Ready, fire, aim

I kept the focus on the basics again today — more open Gs and French Folk Song. I also tried two new things, one aimed at improving how she starts pieces, and the other to help her isolate the right-hand technique we’ve been working on.

Starting pieces

M’s focus consistently lags behind her behavior — that is, she starts playing before she’s paying attention to what she’s doing. This leads to a lot of wrong notes; it also means that she doesn’t always wait for her accompanist.

So I talked about two ways to shoot a bow and arrow (we’ve done it on the Wii):

  1. Ready, aim, shoot; or
  2. Ready, shoot, aim.

She does the second; I thought putting it this way might help her become more aware of it. And when practicing today, I consistently had her say “ready” (check posture and feet), “aim” (check hands), and wait for me to say “shoot.”

This was only partly successful. Often, it seems like her idea of checking her hands is to look at them and see, “Yes, I still have hands.” But it’s worth a try.

Right-hand technique

It’s a big job to get M to play louder yet without tension. She understands what to do (place – pressure – release, per the Pumping Nylon segment we’ve watched over and over), but it’s not her habit.

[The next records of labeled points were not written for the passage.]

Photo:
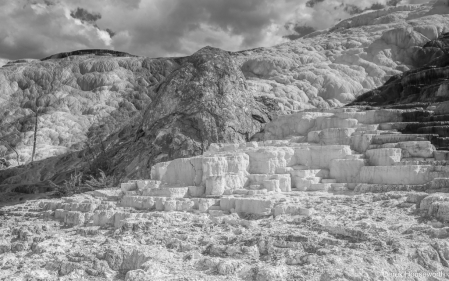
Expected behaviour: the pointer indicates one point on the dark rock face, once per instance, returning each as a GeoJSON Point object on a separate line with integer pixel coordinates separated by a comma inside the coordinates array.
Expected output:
{"type": "Point", "coordinates": [427, 83]}
{"type": "Point", "coordinates": [203, 100]}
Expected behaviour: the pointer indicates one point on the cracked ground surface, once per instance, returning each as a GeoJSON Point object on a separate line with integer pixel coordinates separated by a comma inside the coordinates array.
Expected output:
{"type": "Point", "coordinates": [344, 237]}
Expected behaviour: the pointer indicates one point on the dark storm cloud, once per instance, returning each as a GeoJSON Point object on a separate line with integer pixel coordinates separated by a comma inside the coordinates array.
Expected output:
{"type": "Point", "coordinates": [84, 15]}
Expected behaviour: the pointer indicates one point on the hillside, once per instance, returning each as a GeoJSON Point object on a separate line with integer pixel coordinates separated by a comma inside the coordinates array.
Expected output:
{"type": "Point", "coordinates": [236, 166]}
{"type": "Point", "coordinates": [90, 97]}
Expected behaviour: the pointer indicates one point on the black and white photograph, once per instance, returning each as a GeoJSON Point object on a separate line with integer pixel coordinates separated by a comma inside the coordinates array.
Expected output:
{"type": "Point", "coordinates": [224, 140]}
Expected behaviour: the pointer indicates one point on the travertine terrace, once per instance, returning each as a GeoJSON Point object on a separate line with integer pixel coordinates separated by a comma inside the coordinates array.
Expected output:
{"type": "Point", "coordinates": [321, 195]}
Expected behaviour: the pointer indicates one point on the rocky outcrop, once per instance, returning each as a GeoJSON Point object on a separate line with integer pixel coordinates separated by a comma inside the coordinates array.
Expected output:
{"type": "Point", "coordinates": [177, 107]}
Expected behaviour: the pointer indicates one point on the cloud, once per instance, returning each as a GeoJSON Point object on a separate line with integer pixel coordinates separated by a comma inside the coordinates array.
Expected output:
{"type": "Point", "coordinates": [156, 28]}
{"type": "Point", "coordinates": [84, 15]}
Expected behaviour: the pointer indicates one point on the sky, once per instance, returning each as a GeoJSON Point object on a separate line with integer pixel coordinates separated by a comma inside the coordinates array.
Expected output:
{"type": "Point", "coordinates": [160, 28]}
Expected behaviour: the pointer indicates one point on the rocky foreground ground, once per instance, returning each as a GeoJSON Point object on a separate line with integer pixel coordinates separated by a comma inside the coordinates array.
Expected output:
{"type": "Point", "coordinates": [340, 194]}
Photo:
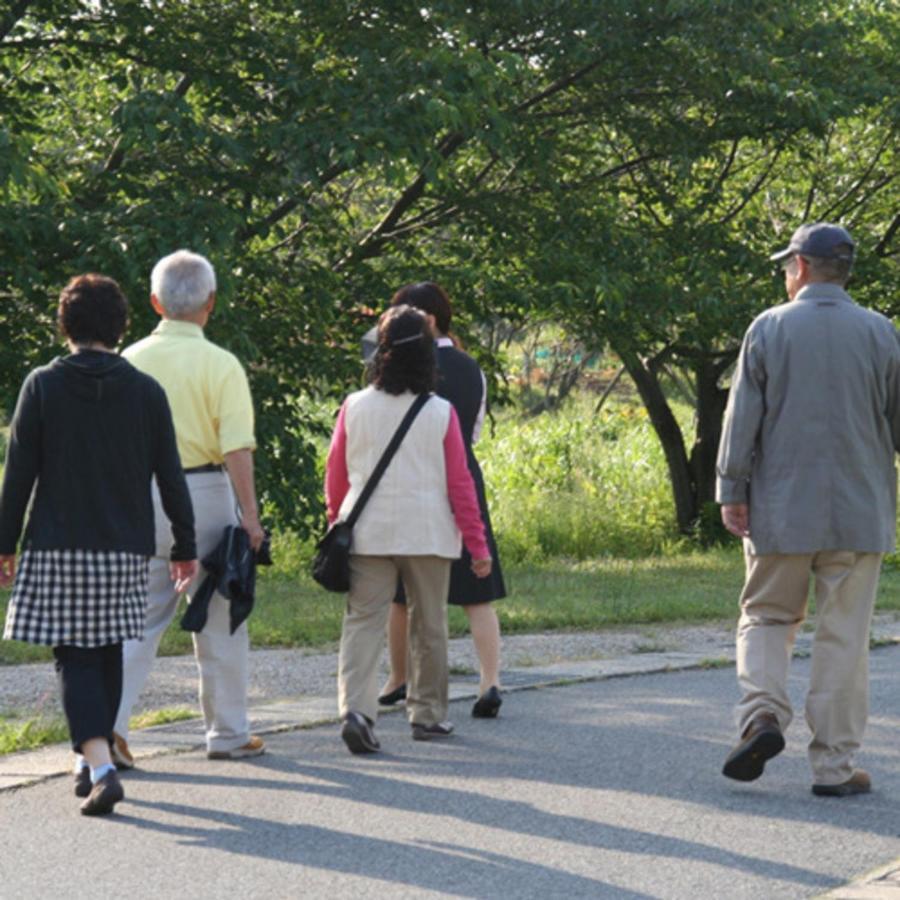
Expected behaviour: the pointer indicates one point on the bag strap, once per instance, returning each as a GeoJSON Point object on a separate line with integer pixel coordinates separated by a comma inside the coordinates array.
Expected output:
{"type": "Point", "coordinates": [386, 457]}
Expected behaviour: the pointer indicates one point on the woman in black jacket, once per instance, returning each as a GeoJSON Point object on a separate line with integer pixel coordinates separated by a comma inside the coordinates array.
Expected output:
{"type": "Point", "coordinates": [88, 435]}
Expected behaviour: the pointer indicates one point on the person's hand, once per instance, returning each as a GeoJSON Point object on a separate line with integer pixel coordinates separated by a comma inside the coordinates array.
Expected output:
{"type": "Point", "coordinates": [736, 518]}
{"type": "Point", "coordinates": [254, 530]}
{"type": "Point", "coordinates": [7, 569]}
{"type": "Point", "coordinates": [183, 573]}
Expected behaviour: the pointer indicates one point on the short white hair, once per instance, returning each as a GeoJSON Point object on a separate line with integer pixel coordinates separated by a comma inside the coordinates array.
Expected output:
{"type": "Point", "coordinates": [182, 282]}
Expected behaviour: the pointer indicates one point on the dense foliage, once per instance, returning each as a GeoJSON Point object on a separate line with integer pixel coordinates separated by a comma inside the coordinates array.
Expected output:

So when playing French Folk Song, she’d consistently play the first few notes with good finger pressure and then fall back to brushing the strings in one lazy motion, rather than placing, pressing, and releasing.

To help her focus on her right hand, I did something I haven’t done before: I got behind her and fretted the left-hand notes. She then did a much better job focusing on her right hand.

I got the idea from Ed Kreitman, who described helping his violin students learn pieces by taking over the bowing to allow them to focus only on the left-hand (which is responsible, as on the guitar, for establishing the notes).